Announcing follow cost: Is that Twitter celebrity worth the pain?

Posted by Luke Francl
on Monday, October 13

Have you ever wondered if it was worth following someone on Twitter?

Now you have another tool to help you make that decision: follow cost. Give follow cost a Twitter user name and it will calculate how often they tweet on average. As a yard stick, follow cost uses the milliscoble, defined as 1/1000th of the average daily Twitter output of Robert Scoble. As an example, here’s my follow cost (currently, 133 milliscobles).

There’s even a bookmarklet you can use when viewing a Twitter profile.

We’ve got some neat features planned for the future, but to do them, we need better hosting. So we’re looking for a sponsor. Contact me if you’re interested.

Building follow cost

I built follow cost with my friend (and Harvest developer) Barry Hess. The idea for a service “to tell you how annoying someone would be to follow on Twitter” was hatched on our road trip to Windy City Rails a few weeks ago. (Fourteen hours in a van with 6 programmers is a long, long time.)

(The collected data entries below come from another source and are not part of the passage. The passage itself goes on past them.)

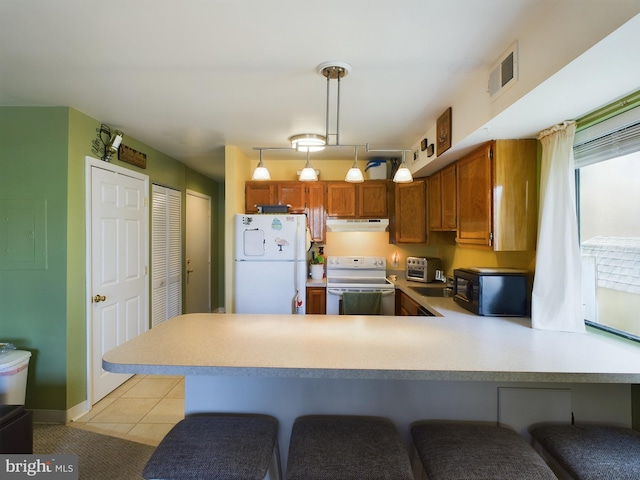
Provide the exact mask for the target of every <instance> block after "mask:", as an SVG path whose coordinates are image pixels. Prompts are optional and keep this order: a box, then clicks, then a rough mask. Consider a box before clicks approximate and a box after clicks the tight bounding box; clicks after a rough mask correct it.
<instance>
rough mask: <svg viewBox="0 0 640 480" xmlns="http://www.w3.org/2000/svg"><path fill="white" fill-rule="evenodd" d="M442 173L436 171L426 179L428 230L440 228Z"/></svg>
mask: <svg viewBox="0 0 640 480" xmlns="http://www.w3.org/2000/svg"><path fill="white" fill-rule="evenodd" d="M441 185H442V175H441V174H440V172H436V173H434V174H433V175H431V176H430V177H429V178H428V179H427V198H428V199H429V202H428V204H429V230H441V229H442V198H440V197H441Z"/></svg>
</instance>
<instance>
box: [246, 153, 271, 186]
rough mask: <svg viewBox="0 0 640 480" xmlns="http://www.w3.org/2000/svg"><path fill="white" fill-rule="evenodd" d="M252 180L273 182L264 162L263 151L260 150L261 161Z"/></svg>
mask: <svg viewBox="0 0 640 480" xmlns="http://www.w3.org/2000/svg"><path fill="white" fill-rule="evenodd" d="M251 180H271V174H270V173H269V170H267V167H265V166H264V163H263V161H262V149H260V161H259V162H258V166H257V167H256V169H255V170H254V171H253V175H252V176H251Z"/></svg>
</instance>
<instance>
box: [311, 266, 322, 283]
mask: <svg viewBox="0 0 640 480" xmlns="http://www.w3.org/2000/svg"><path fill="white" fill-rule="evenodd" d="M323 276H324V265H323V264H321V263H316V264H312V265H311V278H312V279H313V280H322V277H323Z"/></svg>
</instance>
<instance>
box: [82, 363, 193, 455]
mask: <svg viewBox="0 0 640 480" xmlns="http://www.w3.org/2000/svg"><path fill="white" fill-rule="evenodd" d="M183 418H184V377H180V376H176V377H174V376H159V375H135V376H134V377H132V378H131V379H129V380H127V381H126V382H125V383H124V384H122V385H121V386H120V387H118V388H117V389H116V390H114V391H113V392H111V393H110V394H109V395H107V396H106V397H105V398H103V399H102V400H100V401H99V402H98V403H96V404H95V405H94V406H93V408H92V409H91V411H90V412H89V413H87V414H86V415H84V416H82V417H80V418H79V419H77V420H76V421H75V422H73V423H71V424H70V426H73V427H77V428H82V429H85V430H90V431H93V432H97V433H102V434H105V435H111V436H115V437H119V438H124V439H127V440H133V441H136V442H140V443H145V444H147V445H152V446H157V445H158V443H160V440H162V438H163V437H164V436H165V435H166V434H167V432H169V430H170V429H171V427H173V426H174V425H175V424H176V423H178V422H179V421H180V420H182V419H183Z"/></svg>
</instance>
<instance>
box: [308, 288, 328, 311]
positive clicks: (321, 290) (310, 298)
mask: <svg viewBox="0 0 640 480" xmlns="http://www.w3.org/2000/svg"><path fill="white" fill-rule="evenodd" d="M325 313H327V289H326V288H324V287H307V314H308V315H313V314H320V315H324V314H325Z"/></svg>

Barry and I decided that we wanted to do something a little different than the traditional Rails project.

We chose to use Sinatra. Sinatra was perfect for this project. It has very few dependencies. The routing is explicit and an integral part of your app. The app itself has only a few pages and doesn’t use a database. Really, anything else would be overkill.

We also decided to use jQuery for JavaScript, since neither of us had tried it before. It worked well, I can see why people like it.

To actually power the application, we call the Twitter API (using REXML) and the Twitter Search API (using JSON).

To keep things snappy, we implemented a page caching system for Sinatra that works very similarly to Twistr’s, which I described earlier.

Deployment was handled with Passenger and Rack based on these instructions.